- Directed by: Denis Côté
- Written by: Denis Côté
- Produced by: Denis Côté Annie St-Pierre
- Starring: Guillaume Tremblay
- Cinematography: François Messier-Rheault
- Edited by: Matthew Rankin
- Music by: Roger Tellier-Craig
- Production companies: GreenGround Productions Inspiratrice & Commandant
- Distributed by: Inspiratrice & Commandant
- Release date: August 11, 2019 (Locarno);
- Running time: 66 minutes
- Country: Canada
- Budget: $10,000

= Wilcox (film) =

Wilcox is a Canadian drama film, directed by Denis Côté and released in 2019. Told entirely without dialogue, the film tells the story of Wilcox (Guillaume Tremblay), a mysterious drifter travelling in an apparent search for adventure. Although he does interact with other characters in the film, the dialogue taking place in the story is not heard by the audience.

Le Devoir described the film as "not a documentary, not a fiction, not a direct cinema, but a little bit of all three forms."

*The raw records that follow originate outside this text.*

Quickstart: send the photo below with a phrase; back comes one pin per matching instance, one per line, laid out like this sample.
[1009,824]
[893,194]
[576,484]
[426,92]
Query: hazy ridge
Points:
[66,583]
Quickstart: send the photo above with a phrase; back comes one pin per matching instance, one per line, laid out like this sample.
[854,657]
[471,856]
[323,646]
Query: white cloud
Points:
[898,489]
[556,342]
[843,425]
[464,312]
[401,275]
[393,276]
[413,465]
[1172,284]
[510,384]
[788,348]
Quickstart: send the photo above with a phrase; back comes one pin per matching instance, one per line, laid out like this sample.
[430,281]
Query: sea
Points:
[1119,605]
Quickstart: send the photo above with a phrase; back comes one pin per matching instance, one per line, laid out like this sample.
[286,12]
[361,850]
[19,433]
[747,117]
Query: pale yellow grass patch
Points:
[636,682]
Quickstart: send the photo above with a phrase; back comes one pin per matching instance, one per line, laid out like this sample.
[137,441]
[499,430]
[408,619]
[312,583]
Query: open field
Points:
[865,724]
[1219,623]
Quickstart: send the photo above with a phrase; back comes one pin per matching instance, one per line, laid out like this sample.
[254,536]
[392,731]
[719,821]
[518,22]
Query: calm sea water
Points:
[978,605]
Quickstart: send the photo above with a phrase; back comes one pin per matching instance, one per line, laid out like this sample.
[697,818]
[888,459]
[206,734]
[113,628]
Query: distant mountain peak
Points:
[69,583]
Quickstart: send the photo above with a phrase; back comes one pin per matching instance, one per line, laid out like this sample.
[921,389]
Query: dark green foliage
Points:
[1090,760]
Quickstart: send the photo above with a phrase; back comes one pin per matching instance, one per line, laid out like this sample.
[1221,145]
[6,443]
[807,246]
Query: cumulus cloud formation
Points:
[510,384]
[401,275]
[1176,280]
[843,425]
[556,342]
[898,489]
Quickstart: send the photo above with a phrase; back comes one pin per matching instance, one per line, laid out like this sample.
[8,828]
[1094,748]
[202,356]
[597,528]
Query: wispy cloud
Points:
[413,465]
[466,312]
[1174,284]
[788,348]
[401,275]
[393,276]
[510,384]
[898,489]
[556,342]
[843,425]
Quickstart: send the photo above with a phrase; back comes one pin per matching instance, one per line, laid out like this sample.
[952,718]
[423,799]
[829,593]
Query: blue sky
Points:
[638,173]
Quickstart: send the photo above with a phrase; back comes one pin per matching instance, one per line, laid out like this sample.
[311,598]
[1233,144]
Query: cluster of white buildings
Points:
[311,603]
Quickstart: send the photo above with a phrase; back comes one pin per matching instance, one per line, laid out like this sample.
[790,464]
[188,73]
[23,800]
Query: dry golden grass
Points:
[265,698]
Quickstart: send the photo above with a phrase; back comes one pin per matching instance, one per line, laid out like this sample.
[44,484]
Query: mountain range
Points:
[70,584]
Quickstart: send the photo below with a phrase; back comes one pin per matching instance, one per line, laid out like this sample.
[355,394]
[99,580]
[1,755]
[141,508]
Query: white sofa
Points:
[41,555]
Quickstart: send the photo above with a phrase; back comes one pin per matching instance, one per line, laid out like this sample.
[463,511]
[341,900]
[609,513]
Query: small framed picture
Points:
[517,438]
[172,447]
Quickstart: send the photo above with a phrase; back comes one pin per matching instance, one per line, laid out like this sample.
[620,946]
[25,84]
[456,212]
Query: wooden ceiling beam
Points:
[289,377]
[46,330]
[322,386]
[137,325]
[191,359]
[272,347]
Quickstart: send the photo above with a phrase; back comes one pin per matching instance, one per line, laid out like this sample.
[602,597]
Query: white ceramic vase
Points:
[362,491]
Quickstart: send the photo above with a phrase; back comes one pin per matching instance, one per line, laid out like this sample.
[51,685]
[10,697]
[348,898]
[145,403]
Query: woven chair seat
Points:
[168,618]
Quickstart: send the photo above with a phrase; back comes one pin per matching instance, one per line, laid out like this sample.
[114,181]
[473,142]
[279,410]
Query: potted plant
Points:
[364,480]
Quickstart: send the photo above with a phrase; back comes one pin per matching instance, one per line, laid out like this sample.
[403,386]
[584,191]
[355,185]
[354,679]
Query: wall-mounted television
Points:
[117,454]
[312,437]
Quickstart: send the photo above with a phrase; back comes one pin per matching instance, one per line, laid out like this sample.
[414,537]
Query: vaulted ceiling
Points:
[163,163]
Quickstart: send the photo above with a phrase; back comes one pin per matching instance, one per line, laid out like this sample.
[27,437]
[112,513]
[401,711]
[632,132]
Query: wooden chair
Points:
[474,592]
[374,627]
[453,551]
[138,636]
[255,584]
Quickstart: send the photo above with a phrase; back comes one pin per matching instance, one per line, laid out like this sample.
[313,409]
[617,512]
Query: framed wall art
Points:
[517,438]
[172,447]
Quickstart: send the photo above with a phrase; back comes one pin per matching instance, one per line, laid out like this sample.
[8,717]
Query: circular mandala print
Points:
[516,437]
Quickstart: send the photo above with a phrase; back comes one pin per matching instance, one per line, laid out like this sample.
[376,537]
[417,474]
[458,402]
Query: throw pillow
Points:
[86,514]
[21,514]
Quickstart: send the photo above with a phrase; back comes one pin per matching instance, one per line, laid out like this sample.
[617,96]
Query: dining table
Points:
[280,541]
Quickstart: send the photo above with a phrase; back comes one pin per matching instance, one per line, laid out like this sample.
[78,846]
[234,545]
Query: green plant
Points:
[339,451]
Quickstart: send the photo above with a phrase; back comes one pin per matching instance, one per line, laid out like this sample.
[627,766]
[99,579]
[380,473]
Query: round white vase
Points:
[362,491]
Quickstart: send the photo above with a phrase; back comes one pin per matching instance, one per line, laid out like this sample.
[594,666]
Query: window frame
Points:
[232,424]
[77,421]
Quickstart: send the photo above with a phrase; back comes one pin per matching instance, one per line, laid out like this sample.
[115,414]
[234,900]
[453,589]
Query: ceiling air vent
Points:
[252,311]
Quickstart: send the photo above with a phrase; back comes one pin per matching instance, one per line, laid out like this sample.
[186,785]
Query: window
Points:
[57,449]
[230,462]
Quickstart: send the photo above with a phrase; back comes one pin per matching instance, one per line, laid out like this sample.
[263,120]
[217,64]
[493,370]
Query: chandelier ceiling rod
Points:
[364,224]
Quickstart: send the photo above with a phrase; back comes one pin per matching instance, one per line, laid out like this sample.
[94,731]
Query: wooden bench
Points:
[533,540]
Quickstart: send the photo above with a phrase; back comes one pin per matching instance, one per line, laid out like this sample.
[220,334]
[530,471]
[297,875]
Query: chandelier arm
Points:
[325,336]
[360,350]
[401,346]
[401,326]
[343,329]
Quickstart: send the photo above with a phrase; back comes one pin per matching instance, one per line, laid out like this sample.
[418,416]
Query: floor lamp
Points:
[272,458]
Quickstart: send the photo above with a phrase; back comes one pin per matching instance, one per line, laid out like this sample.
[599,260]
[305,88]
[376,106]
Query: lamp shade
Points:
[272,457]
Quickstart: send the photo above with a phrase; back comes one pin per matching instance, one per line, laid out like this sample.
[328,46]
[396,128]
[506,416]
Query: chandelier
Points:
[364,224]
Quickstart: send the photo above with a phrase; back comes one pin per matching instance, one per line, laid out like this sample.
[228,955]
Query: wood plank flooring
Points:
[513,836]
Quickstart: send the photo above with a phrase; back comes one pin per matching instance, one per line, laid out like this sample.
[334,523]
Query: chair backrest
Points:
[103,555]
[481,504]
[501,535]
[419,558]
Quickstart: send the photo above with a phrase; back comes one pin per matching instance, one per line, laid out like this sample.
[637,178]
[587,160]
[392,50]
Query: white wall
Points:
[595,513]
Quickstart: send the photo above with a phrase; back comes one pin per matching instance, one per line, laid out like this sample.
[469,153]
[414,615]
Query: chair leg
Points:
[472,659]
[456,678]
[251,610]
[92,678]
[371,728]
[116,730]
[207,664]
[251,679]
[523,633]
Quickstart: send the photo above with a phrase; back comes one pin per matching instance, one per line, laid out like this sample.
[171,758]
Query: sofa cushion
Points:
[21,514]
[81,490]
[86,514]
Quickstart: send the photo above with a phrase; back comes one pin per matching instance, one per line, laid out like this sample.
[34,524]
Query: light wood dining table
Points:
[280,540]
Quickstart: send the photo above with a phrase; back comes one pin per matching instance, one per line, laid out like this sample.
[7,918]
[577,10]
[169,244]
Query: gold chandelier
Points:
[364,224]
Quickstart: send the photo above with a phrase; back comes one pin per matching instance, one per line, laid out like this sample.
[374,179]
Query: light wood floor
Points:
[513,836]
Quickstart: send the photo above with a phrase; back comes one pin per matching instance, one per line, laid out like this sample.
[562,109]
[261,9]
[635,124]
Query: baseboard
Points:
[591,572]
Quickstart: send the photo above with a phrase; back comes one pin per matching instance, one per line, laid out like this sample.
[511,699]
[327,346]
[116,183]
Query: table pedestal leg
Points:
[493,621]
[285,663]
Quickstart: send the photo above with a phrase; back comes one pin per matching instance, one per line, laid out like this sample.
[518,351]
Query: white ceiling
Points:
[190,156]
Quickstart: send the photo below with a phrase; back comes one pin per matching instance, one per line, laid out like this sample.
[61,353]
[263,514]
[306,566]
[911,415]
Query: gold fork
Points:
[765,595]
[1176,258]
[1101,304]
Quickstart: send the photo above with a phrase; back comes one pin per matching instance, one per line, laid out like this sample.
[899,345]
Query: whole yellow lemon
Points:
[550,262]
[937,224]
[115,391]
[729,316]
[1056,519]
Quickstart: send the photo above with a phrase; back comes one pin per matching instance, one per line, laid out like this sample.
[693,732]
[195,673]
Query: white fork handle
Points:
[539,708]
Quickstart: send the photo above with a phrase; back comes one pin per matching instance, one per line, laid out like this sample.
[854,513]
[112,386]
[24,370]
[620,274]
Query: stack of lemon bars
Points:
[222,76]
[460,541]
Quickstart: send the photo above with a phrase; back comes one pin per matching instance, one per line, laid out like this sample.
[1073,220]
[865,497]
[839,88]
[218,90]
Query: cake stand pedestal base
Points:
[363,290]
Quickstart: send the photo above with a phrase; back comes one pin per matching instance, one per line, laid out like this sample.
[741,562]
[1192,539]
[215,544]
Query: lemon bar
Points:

The film was shot in October 2018 in a variety of communities in Quebec, including Bécancour and several small towns in the Montérégie region.

The film premiered at the 2019 Locarno Film Festival. It was later screened at the 2019 Montreal International Documentary Festival, where it was awarded the Special Jury Prize by the Canadian national feature jury.

==Release==
Wilcox was released on video-on-demand on March 3, 2020 by Inspiratrice & Commandant.